You can change a value in a dictionary by referring to its key name.

For example, let’s change the value of the `year` in our stock_1 dictionary from `2014` to `2021`.

``````stock_1={
'type':'Volvo',
'color':'Black',
'year':2014
}
stock_1['year']=2021  # change the value of year from 2014 to 2021
print(stock_1)        # {'type': 'Volvo', 'color': 'Black', 'year': 2021}
``````

### Removing key:value pairs from dictionaries

To remove a `key:value` pair you can use the `del` statement. Give the key you're trying to remove and the name of the dictionary to the `del` statement. For instance, let’s remove the key `color` in our `stock_1` dictionary.

``````stock_1={
'type':'Volvo',
'color':'Black',
'year':2014
}
del stock_1['color']   # removes the key `color` and its value `Black`
print(stock_1)         # {'type': 'Volvo', 'year': 2014}
``````

Python removes the key `color` and its related value `Black`. The rest of the dictionary remains intact.

### Looping through a dictionary

To access everything stored in a dictionary, you can loop through the dictionary using a `for` loop.

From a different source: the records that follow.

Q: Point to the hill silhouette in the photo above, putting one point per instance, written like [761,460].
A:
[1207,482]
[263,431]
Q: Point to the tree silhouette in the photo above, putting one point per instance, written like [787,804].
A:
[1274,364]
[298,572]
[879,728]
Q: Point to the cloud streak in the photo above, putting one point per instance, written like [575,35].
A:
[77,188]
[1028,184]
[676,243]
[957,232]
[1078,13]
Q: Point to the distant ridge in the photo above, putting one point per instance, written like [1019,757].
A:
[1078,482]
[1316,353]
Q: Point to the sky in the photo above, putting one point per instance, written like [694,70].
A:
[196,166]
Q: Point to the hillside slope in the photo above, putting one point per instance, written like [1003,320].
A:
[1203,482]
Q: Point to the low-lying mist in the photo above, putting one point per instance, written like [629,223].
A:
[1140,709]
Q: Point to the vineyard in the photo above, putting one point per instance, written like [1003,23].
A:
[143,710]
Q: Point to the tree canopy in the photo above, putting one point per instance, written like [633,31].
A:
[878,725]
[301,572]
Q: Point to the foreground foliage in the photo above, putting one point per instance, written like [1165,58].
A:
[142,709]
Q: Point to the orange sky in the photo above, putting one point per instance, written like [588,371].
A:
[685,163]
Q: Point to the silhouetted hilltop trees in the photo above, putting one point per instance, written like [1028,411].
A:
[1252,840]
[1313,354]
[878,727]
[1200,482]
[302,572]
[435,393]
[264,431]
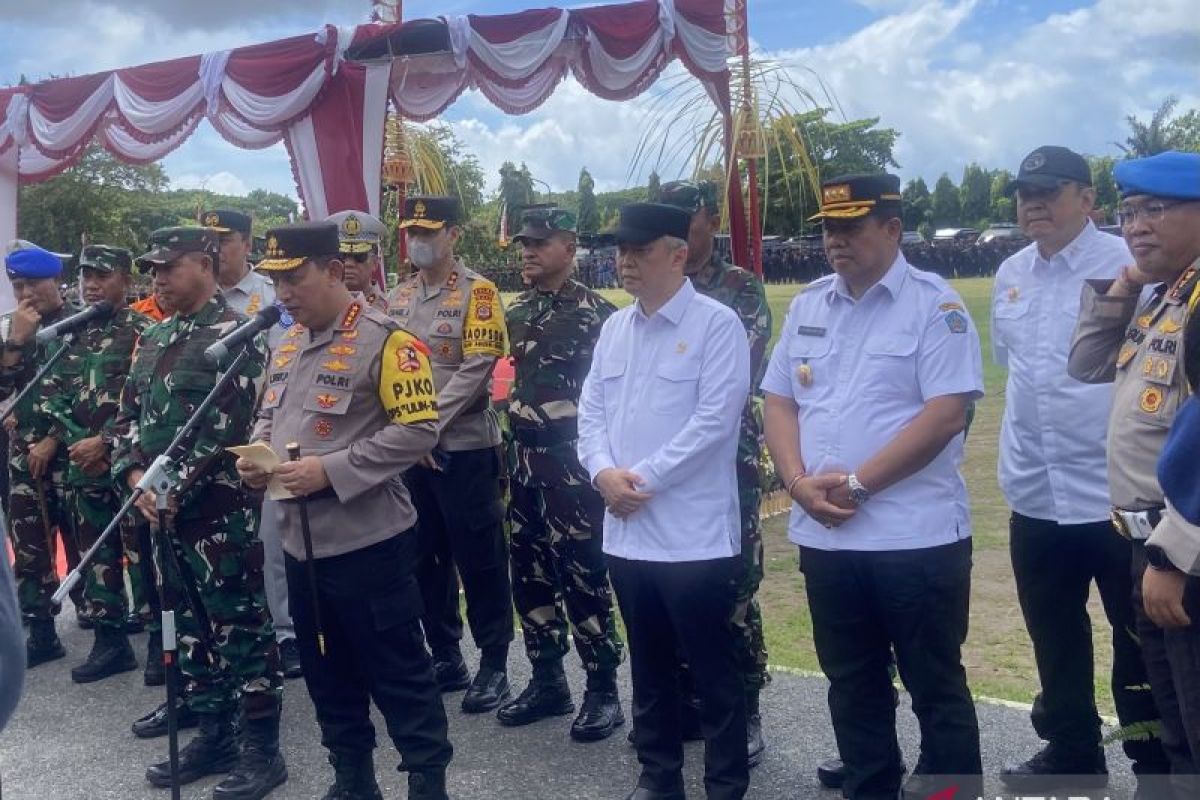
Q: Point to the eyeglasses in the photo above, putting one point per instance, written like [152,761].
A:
[1152,211]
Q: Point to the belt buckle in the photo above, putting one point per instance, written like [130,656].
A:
[1121,525]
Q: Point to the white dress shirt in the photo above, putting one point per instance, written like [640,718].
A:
[664,398]
[861,372]
[1051,439]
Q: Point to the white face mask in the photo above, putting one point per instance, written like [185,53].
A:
[421,253]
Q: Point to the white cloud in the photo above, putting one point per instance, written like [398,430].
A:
[217,182]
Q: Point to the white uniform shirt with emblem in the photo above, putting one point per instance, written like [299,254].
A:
[664,398]
[1051,440]
[861,372]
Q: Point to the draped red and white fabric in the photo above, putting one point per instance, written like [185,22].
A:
[329,112]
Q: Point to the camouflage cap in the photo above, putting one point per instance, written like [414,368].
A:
[539,222]
[168,244]
[105,258]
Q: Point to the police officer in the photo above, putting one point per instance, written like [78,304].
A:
[867,401]
[247,293]
[556,516]
[37,462]
[81,398]
[355,392]
[742,292]
[1131,332]
[217,554]
[1060,535]
[456,489]
[361,238]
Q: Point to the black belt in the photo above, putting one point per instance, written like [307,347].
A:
[534,437]
[321,494]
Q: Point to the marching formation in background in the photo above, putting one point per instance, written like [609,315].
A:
[373,476]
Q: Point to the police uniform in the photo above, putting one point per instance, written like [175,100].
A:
[859,371]
[743,293]
[249,296]
[36,506]
[358,395]
[213,534]
[361,235]
[663,400]
[1138,343]
[81,398]
[459,506]
[556,517]
[1053,477]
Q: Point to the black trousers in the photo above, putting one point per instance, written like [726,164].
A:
[1055,566]
[916,602]
[370,607]
[1173,662]
[684,608]
[461,524]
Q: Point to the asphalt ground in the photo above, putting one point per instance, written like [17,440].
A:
[72,741]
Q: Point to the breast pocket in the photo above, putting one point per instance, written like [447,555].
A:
[676,386]
[889,366]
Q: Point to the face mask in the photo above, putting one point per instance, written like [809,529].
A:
[421,253]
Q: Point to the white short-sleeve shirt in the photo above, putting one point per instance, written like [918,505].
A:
[1051,440]
[861,372]
[664,400]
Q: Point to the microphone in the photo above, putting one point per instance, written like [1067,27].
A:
[102,310]
[258,323]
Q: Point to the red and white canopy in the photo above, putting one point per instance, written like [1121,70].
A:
[329,110]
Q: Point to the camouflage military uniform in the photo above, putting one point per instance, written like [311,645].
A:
[214,529]
[556,516]
[81,398]
[742,292]
[34,547]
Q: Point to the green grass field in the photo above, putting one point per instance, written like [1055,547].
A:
[999,656]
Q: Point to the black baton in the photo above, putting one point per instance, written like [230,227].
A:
[306,531]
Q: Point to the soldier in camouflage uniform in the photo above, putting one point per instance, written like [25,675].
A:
[742,292]
[36,461]
[219,557]
[79,398]
[556,516]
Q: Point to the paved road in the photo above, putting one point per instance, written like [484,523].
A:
[70,741]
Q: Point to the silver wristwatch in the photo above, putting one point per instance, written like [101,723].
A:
[858,493]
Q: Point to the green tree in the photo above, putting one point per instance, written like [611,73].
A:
[588,214]
[946,205]
[1002,206]
[975,197]
[916,203]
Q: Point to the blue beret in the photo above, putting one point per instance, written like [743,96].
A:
[31,262]
[1169,174]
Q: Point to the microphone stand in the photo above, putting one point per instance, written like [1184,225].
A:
[157,479]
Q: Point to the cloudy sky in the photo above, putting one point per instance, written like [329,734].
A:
[970,80]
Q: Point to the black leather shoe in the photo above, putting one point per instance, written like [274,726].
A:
[155,723]
[289,655]
[43,643]
[642,793]
[111,655]
[487,692]
[1049,769]
[599,716]
[451,675]
[832,773]
[539,701]
[755,744]
[213,751]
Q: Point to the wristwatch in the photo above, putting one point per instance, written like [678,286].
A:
[1157,559]
[858,493]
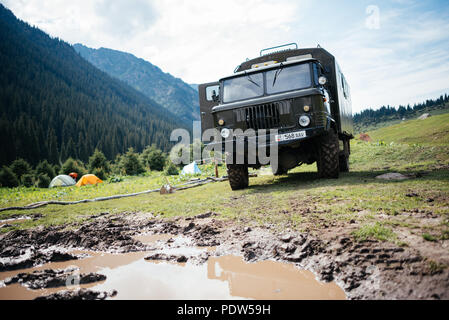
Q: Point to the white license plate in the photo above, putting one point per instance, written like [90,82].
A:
[290,136]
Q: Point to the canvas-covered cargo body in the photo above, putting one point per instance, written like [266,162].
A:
[301,94]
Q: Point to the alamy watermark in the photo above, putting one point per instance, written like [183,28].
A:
[372,20]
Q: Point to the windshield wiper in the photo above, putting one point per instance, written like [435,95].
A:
[277,73]
[251,80]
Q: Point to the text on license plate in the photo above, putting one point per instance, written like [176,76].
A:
[290,136]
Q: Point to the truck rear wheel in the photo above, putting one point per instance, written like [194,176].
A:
[328,158]
[238,176]
[344,157]
[279,171]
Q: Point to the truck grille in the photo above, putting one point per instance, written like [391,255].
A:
[263,116]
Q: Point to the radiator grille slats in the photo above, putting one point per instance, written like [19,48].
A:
[263,116]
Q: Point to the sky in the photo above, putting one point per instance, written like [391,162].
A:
[392,52]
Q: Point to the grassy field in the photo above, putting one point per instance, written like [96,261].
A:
[360,204]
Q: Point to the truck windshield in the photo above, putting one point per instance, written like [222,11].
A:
[288,78]
[245,87]
[282,79]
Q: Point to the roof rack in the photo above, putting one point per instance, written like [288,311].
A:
[281,46]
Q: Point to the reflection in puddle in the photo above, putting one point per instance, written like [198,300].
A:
[152,238]
[227,277]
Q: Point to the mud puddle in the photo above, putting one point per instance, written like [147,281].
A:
[7,222]
[145,275]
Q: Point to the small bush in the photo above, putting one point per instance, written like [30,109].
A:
[72,165]
[429,237]
[131,164]
[43,181]
[27,180]
[20,167]
[8,178]
[170,169]
[99,163]
[44,168]
[153,158]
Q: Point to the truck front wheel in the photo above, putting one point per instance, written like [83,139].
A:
[328,156]
[344,157]
[238,176]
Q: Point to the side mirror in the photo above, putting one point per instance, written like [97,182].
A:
[322,80]
[215,97]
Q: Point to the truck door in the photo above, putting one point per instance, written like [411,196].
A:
[209,98]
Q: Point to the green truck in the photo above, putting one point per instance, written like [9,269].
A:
[296,100]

Assuming we have the names and models stored in a cars dictionary, we can access the name and model of each car using a `for` loop as follows:

``````cars={
'Volvo':'V90',
'Skyline':'R32',
'Subaru':'2019WRX'
}
for name, model in cars.items():   # method `item()` returns a list of key value pairs
print(name, ":", model)
# Volvo : V90
# Skyline : R32
# Subaru : 2019WRX
``````

In the example above, the `for` loop stores the key in the variable `name` and its value in the variable `model`.

### Conclusion

In this tutorial, we have gained an understanding of lists and dictionaries on how to:

• Access, alter and remove elements in both lists and dictionaries.
• Loop through dictionaries and lists.
• Sort and slice a list.

Happy coding!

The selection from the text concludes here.